Emerging technologies are reimagining and reinventing the industry. Such tools may help airports determine their catchment areas that may still be largely unrealized and untested. While many airports have defined catchment areas from prior studies, research is needed to guide airports on the application of these tools and other methodologies that can better reflect emerging trends, optimize increasingly limited resources, and aid airports to better establish their catchment areas.
OBJECTIVE
The objective of this research is to develop a toolkit that will help an airport establish their unique catchment area. The toolkit should include a guide to utilizing resources, in addition to providing analytical methods and approaches that would best map a catchment area. At a minimum, the toolkit should include resources that:
• Assess the potential effects and trends that may determine a catchment area;
• Create methodology and catchment area models to address identified effects and trends. Such methodology and models should be defendable to a variety of stakeholders (i.e., airlines, local board or advisory committee, etc.);
• Are easily used and understood by practitioners with varying degrees of expertise;
• Contain data that is utilized by the airlines; and
• Encompass data collected from new and emerging technology.
The guide should:
• Define and explain the resources included in the toolkit;
• Provide steps on how to use the resources, such as cleaning, verifying, and visualizing the data; and
• Address the adaptability of the data sources that may be updated and maintained from time to time.
RESEARCH PLAN
The ACRP is seeking the insights of proposers on how best to achieve the research objective. Proposers are asked to develop and include a detailed research plan for accomplishing the project objective. Proposers are expected to describe research plans that can realistically be accomplished within the constraints of available funds and contract time. Proposals must present the proposers' current thinking in sufficient detail to demonstrate their understanding of the issues and the soundness of their approach to meeting the research objective. The work proposed must be divided into tasks and proposers must describe the work proposed in each task in detail.
The research plan should include appropriate deliverables, for ACRP approval, that include at minimum:
1. An example of a catchment area study of an airport located in a dynamic environment for the purpose of comparison and contrast.
2. An interim report that describes work done in early tasks, including an explanation of their methodology used in their planned deliverable, and an updated work plan for remaining tasks.
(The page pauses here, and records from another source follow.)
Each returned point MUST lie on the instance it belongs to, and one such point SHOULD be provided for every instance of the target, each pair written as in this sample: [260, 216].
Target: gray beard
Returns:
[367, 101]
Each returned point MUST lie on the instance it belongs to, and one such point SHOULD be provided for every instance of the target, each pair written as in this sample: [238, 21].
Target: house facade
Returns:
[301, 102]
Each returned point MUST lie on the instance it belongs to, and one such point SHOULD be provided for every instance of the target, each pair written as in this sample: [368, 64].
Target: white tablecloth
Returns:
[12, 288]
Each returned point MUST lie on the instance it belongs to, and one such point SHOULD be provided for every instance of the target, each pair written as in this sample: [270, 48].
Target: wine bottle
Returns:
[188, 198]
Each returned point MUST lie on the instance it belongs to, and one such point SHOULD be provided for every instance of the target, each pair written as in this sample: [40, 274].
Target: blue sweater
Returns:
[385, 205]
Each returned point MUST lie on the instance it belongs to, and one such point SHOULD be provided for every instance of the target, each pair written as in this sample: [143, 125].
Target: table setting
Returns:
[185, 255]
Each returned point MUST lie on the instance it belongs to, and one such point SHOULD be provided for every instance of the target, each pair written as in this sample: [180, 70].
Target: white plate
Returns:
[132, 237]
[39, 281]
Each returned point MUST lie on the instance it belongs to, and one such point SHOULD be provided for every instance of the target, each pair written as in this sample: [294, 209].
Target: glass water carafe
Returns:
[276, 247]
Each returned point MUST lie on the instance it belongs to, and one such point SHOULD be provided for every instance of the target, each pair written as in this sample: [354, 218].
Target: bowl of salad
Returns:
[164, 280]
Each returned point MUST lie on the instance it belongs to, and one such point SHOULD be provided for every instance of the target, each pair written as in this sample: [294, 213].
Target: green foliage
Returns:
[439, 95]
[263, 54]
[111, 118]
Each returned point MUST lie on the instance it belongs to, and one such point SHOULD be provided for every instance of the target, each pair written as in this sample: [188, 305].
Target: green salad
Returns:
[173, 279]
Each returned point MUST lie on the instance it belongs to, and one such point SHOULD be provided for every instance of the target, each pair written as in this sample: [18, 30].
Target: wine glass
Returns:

All of this should demonstrate to the panel the thought process behind how the final deliverables will address the components outlined in the objective.
The research plan should include other appropriate checkpoints with the ACRP panel, including at a minimum (1) a kick-off teleconference meeting to be held within 1 month of the Notice to Proceed and (2) one face-to-face interim deliverable review meeting, as well as web-enabled teleconferences tied to the panel review and ACRP approval of other interim deliverables deemed appropriate.
The final deliverables will include: (1) a toolkit including a guide that meets the requirements as stated in the objective; and (2) (a) a Summary of Key Findings; (b) a Further Recommended Research Memo; and (c) a technical memo titled, “Implementation of Research Findings and Products”.
Status: Research complete. Results published as ACRP Web-Only Document 56.